Il commençait à comprendre. Il avait été longtemps persuadé que la cuisson du sel était une cérémonie pour que les bateaux en difficulté viennent s'échouer sur la plage, et il se rendait compte maintenant que c'était surtout un moyen de provoquer un naufrage.
Le mort, un homme de plus de cinquante ans du nom de Kinzo, était nu, simplement couvert d'un linge autour des reins. Après une mauvaise chute, il s'était couché, et depuis quelques jours sa famille ne lui donnait plus que de l'eau. On n'avait pas l'habitude au village de nourrir les mourants.
Le meilleur moyen de lutter contre la famine était de se vendre.

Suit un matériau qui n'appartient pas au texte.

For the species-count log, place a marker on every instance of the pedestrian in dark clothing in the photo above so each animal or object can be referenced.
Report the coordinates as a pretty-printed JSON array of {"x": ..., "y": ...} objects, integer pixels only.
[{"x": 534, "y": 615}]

Un marchand de sel servait d’intermédiaire, et versait une certaine somme à la famille qui achetait alors les céréales lui permettant de subsister. D'habitude c’était plutôt les filles qu'on vendait de cette manière. Tatsu l’avait été à quatorze ans pour une durée de dix ans.
Il pensait de temps en temps à sa propre mort. Son corps serait incinéré, ses cendres enterrées. Son âme quitterait le village pour s'en aller vers le large. Puis, après un long voyage, il arriverait enfin à l'endroit lointain de la mer où se rassemblaient les âmes du village. Elles constituaient un village au fond de la mer, où tout était clair et transparent. Les plantes aquatiques y formaient une forêt ondulante, et les rochers étaient couverts de coquillages nacrés.
Isaku joignit les mains sur sa poitrine. C’étaient grâce à l'intervention des bouddhas qu'ils avaient eu la visite des bateaux, et il tenait à les remercier.